Vermont Parenting Plans and Custody Agreements
In Vermont, you can write up your own parenting plan (on your own or with the other parent) or you can work with an attorney or legal professional and have them create it. If you don't want to pay the high cost of an attorney, and want to easily make your own agreement, you can use the Custody X Change software.
Custody X Change is software that creates professional parenting plan documents and parenting schedules.
It is important to become familiar with the laws of the state prior to developing a parenting plan so that you may gain the knowledge required to create a parenting plan that complies with the law and the court will approve of.
The laws pertaining to child custody and visitation for the State of Vermont can be found in the Vermont Statutes Annotated, Title 15, Domestic Relations.
The law contains the definitions for some of the terminology used by the court and defines the criteria the court uses when determining child custody, approving parenting plans, and authorizing child visitation schedules.
The law can be a valuable tool and may give you an advantage when creating a parenting plan for your child and you.
Understanding some of the terminology used by the court will help you create a better parenting plan and make it easier to comprehend the requests of the court.
Here are a few definitions of terms that are used frequently (V.S.A. § 664):
- Parental rights and responsibilities means the rights and responsibilities of a parent pertaining to raising the child, the child's welfare, the child's living arrangements, parent child contact, the child's education, medical and dental care, religion, and travel. In many states, this is referred to as "custody".
- Legal responsibility pertains to the rights, responsibilities, and authority over important matters in the child's life, other than routine daily care, such as the child's education, medical care, travel arrangements, and religious upbringing. Legal responsibility may be shared by the parents, divided between the parents, or delegated to only one parent.
- Physical responsibility pertains to the rights and responsibilities of the parents to provide the child with daily care and have control of the child, subject to the other parent's contact with the child. Physical responsibility may be shared between the parents, divided between the parents, or be held solely by one parent.
- Parent child contact means the right of a parent who does not have or share physical responsibility of the child to have visitation time with the child.
In the State of Vermont, the court uses the best interest of the child as the ultimate determining factor when ruling on child custody cases.

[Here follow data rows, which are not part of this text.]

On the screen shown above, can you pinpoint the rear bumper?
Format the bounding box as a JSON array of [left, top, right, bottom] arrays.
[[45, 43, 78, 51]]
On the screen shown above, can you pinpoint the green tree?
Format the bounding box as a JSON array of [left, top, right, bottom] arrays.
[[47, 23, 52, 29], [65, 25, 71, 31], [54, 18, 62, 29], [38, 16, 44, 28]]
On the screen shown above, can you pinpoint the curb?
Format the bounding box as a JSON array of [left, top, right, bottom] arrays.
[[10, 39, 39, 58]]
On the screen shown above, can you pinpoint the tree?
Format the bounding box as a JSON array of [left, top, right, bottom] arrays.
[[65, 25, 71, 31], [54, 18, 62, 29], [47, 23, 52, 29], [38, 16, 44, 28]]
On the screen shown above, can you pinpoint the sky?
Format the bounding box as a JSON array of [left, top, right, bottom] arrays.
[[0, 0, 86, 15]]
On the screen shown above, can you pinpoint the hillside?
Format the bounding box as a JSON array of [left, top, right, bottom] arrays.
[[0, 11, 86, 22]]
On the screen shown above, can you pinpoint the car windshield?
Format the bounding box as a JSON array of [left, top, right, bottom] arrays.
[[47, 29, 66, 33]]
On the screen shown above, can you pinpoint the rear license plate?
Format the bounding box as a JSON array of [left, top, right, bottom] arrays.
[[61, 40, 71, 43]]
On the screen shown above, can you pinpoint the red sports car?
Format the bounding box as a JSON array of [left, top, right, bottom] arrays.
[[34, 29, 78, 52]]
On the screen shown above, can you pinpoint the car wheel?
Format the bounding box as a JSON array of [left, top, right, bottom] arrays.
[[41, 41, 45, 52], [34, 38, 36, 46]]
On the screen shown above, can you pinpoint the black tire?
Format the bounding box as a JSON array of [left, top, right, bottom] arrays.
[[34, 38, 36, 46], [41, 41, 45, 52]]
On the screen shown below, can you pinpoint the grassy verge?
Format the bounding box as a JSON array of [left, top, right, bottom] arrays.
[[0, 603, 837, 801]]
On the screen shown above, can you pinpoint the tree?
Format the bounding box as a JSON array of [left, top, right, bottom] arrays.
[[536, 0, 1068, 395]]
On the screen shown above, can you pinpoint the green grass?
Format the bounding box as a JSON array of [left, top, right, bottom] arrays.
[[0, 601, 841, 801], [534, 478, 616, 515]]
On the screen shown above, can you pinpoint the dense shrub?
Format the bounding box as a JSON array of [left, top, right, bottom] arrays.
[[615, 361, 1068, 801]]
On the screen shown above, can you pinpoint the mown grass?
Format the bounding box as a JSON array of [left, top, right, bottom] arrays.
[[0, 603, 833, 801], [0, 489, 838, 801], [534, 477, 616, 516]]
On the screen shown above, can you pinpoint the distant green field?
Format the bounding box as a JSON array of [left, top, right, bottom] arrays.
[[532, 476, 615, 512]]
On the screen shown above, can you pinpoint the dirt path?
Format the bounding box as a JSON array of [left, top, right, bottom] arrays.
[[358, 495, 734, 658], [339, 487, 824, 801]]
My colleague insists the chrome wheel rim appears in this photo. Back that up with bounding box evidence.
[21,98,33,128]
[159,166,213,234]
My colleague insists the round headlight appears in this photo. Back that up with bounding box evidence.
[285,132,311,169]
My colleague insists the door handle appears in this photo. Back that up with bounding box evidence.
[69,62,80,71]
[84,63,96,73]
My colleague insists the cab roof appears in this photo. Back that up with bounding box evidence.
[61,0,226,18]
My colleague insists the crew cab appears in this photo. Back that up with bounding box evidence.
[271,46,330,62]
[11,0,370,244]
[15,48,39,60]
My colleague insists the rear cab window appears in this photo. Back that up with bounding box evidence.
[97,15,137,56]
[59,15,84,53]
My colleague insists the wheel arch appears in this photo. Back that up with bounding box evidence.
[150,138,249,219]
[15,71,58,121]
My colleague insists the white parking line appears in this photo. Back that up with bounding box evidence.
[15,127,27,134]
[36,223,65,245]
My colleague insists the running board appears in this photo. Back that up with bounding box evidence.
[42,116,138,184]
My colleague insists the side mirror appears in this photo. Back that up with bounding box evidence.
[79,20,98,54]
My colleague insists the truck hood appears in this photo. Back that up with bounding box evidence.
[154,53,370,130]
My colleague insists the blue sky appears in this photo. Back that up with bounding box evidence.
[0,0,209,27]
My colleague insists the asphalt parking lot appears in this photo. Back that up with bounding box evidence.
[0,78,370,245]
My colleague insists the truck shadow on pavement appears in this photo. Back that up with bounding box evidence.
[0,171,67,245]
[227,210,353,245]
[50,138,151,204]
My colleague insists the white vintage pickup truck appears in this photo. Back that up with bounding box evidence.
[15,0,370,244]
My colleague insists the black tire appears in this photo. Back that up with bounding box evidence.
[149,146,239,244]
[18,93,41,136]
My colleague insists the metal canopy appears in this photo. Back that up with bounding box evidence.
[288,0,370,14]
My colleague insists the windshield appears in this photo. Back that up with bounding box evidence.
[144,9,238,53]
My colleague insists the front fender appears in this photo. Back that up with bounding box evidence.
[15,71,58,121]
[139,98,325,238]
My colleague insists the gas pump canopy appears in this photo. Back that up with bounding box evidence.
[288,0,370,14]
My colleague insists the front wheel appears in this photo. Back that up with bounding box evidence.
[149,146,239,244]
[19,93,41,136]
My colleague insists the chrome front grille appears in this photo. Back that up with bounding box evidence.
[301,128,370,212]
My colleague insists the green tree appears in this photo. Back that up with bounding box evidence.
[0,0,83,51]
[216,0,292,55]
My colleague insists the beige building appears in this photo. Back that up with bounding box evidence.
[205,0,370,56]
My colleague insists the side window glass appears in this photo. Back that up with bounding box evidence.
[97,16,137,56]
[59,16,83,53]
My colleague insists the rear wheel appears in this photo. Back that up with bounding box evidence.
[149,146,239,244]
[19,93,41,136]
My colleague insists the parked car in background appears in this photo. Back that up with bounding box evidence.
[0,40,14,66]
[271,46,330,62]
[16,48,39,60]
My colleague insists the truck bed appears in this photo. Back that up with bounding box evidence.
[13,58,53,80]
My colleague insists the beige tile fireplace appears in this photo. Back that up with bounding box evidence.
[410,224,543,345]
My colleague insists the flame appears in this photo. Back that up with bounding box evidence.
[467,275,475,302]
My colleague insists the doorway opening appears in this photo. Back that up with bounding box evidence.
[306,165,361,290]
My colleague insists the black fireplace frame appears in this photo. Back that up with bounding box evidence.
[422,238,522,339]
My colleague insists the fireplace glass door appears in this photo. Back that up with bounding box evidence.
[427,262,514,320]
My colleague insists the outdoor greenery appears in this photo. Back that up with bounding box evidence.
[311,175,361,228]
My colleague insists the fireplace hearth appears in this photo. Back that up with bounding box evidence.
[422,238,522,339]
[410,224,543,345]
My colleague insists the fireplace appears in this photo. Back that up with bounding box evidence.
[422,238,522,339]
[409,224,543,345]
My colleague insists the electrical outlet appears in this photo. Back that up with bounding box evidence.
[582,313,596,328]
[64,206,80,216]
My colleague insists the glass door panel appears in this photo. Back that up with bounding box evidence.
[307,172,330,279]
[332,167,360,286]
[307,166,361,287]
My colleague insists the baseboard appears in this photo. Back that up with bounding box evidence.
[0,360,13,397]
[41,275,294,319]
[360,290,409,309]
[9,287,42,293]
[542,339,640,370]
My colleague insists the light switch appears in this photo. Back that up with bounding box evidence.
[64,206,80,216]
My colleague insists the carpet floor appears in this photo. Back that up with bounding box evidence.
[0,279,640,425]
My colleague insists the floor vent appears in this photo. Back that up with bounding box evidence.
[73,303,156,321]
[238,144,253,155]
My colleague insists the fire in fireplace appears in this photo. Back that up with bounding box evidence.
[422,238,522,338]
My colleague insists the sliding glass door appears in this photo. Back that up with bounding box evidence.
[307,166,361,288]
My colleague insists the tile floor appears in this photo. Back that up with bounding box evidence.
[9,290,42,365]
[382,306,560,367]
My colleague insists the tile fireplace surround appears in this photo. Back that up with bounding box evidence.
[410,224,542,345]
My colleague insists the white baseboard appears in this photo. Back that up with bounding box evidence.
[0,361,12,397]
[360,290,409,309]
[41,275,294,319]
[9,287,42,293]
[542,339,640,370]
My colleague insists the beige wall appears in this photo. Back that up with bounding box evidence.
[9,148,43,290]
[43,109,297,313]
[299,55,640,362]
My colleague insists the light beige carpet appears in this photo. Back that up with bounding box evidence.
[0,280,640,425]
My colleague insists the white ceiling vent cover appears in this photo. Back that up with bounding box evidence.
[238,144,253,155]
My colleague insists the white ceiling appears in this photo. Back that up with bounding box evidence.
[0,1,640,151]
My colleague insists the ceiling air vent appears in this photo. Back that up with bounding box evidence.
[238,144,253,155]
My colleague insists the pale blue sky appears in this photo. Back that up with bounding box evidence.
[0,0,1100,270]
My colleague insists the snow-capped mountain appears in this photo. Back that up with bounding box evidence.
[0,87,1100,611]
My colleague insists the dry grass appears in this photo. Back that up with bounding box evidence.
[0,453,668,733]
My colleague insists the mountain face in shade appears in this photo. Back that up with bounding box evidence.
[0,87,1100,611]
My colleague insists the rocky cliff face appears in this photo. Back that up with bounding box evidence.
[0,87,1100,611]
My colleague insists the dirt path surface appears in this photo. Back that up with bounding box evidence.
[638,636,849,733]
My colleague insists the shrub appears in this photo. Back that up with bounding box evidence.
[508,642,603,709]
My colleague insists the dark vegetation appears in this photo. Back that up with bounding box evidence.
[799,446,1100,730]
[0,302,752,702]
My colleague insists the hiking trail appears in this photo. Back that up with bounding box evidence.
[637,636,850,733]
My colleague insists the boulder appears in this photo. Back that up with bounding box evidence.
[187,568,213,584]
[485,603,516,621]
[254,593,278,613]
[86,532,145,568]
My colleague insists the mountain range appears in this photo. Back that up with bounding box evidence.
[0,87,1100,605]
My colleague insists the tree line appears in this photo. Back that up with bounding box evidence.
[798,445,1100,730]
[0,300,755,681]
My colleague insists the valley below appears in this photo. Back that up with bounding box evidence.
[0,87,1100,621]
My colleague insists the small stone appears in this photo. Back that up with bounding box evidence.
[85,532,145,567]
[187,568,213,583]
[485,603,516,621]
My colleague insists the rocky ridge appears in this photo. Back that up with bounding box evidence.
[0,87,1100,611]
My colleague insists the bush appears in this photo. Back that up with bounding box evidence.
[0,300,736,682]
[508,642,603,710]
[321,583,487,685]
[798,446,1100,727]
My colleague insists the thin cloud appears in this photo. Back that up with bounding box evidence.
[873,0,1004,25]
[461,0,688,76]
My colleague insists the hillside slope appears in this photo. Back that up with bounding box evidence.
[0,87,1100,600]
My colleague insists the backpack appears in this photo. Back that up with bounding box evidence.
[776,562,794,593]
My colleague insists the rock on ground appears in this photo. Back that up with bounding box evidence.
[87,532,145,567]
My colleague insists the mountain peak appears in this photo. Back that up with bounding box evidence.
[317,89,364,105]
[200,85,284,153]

The court reviews all relevant factors contributing to the child's best interest and well-being, including, but not limited to (V.S.A. § 665):
- The existing relationships between the child and each parent
- The ability and willingness of each parent to nurture, love, and provide the child with guidance
- The ability and willingness of each parent to provide the child with basic necessities, such as adequate food, clothing, medical care, shelter, and a safe environment
- The developmental needs of the child and the ability and willingness of each parent to meet those needs
- The child's adjustment to his or her home, school, and community, and the effect any changes would have on the child
- The ability and willingness of each parent to encourage and foster a good relationship, with frequent and continuing contact, between the child and the other parent
- The child's relationship with any siblings, relatives, and any other persons of importance in the child's life
- The ability and willingness of each parent to effectively communicate and cooperate with each other and make joint decisions regarding the child
- Any evidence of abuse, neglect, substance abuse, domestic violence, or any other conduct that may harm the child
- Any other relevant factors
Unless a parent is dead, missing, incarcerated, or horribly unfit, both parents are considered to be equally entitled to custody until the best interests of the child are considered and indicate which parent is more suited to raise the child.
In the State of Vermont, the gender of the child, the gender of a parent, and the financial resources of a parent are not considered or given preference to when determining the custody of a child.
The court recognizes that parents are naturally more suited for making their own custody arrangements than the court is, as they know their situations and their child best, so parents are encouraged to create their own parenting plan.
You should work together with the other parent, negotiate an agreement, and create a parenting plan to submit to the court.
Your proposed parenting plan will be reviewed by the court. As long as it complies with the law and preferences of the court, it should be approved.
A comprehensive parenting plan / custody agreement should include:
- A designation as to the legal and physical responsibility of the child
- A designation of the child's primary residence
- A child visitation or parent child contact schedule that specifies when the child will spend time with each parent on a regular basis, on holidays, and for vacations
- Provisions delegating specific rights and responsibilities to each, either, or both of the parents
- A method for modifying the parenting plan
- A method of dispute resolution
- Any other stipulations you wish to include
If you are unable to reach an agreement, the court will decide the fate of your parenting arrangements and all aspects of your child's custody.
In order to prevent the court from making all of your parenting arrangements for you, you should work together with the other parent and create a parenting plan to submit to the court.
Working with the other parent may not always be easy, but it is important to attempt to put your differences aside for the sake of your child in order to create a parenting plan that addresses the unique needs of your child and that the court will approve of.
Mediation is available to help you resolve your differences if you have trouble reaching an agreement.
The top ten cities in Vermont (by population, US Census Bureau, 2008) are: Burlington, South Burlington, Rutland, Barre, Bennington, Essex Junction, Brattleboro, Montpelier, St. Albans, Winooski.